Links

Dynamic Delayed Writes

The purpose of this document is to describe how Speedb v2.2.0 has achieved performance stabilization with its dynamic delayed write mechanism

Overview

This feature offers an alternative method to calculate the delayed write rate using the flag - use_dynamic_delay. Based on the CF slowdown limits, the new calculation reduces the delayed write rate (DWR) in a linear manner.
Here is where the DWR is calculated and set:
Whenever the state of the LSM changes, which happens in every call to InstallSuperVersion, RecalculateWriteStallConditions checks the state of the CF and checks if its in a delayed state if one of the following happens:
  1. 1.
    Writing to the last memtable when there's more than 3
  2. 2.
    L0 files > level0_slowdown_writes_trigger
  3. 3.
    compaction pending bytes > soft_pending_compaction_bytes_limit

Motivation

In the current calculation, the DWR is determined based on changes in compaction pending bytes between the current call to RecalculateWriteStallConditions and the previous call (which is called on every InstallSuperVersion). Whenever compaction pending bytes are less than the previous value, the current DWR is increased by 25%, while when they are equal to or greater than the previous value, the DWR is reduced by 20%.
Thus, regardless of how much the state has changed, the DWR will always change by the same amount, which results in an unjust increase or decrease in the DWR. This in turn, causes spikes in write performance as can be seen in the following analysis - https://github.com/speedb-io/speedb/issues/154#issuecomment-1310053858 .
Furthermore, these changes are larger the closer we are to the original (user) DWR, e.g. reduce by 20Mb/s from 100Mb/s versus reduce by 2 Mb/s from 10MB/s. As a consequence, the closer we get to the stop limitation, the less we change the amount by which we delay, which is not what we want. We would like the delay to be small for small violations of the limitations (L0 files, compaction pending bytes, memory) and increase the delay by bigger quantities as we get closer to the stop limitations but for the meanwhile we’ll settle for equal amounts of change.
​
When use_dynamic_delay = false, the write rate is calculated in SetupDelay in db/column_family.cc. (called from RecalculateWriteStallConditions).
We propose to calculate the DWR based on how much we're currently in a violation of the limitation and calculate according to the user DWR and not the previously calculated DWR. e.g. if the user DWR is 100MB/s, L0 slowdown is set to 10 and stop is set to 20 files, and there are 14 L0 files:
There are 10 steps until the write stop.

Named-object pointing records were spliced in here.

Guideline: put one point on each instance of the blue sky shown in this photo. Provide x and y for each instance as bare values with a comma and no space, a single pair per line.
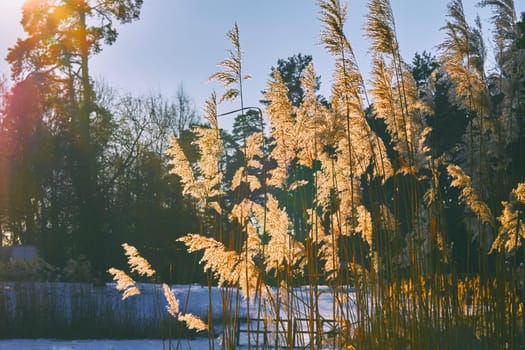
181,41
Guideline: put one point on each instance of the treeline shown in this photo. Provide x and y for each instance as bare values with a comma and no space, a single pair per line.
84,168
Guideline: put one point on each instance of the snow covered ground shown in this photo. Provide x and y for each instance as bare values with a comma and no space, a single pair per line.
195,299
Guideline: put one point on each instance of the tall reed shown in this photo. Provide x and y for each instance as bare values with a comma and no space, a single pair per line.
374,224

So each step toward the stop is a 10MB/s reduction from the delayed rate the user specified and the other way when increasing the write rate.
10 L0 files - 100 Mb/s
11 L0 files - 90 Mb/s
until total stop at 20 L0 files.
Same solution for compaction pending bytes.
For memtables, set up a 10X delay once the last memtable is being written to.
The biggest violation out of all 3 cases (L0 files, pending bytes or memtables) will be the one deciding the delay factor.
The new calculation is done in CalculateWriteDelayDivider which is called fromRecalculateWriteStallConditions through DynamicSetupDelay.

Test

We tested the new write delay mechanism on a database with 80 million objects, while the value size is 1KB, We used 50 threads and 16 CPU cores Intel(R) Xeon(R) Platinum 8370C CPU @ 2.80GHz.
We were running a massive write workload to trigger the delayed write mechanism.

Test Results

Based on the graph below, we can see that the new write delay mechanism provides consistent performance compared with the previous mechanism.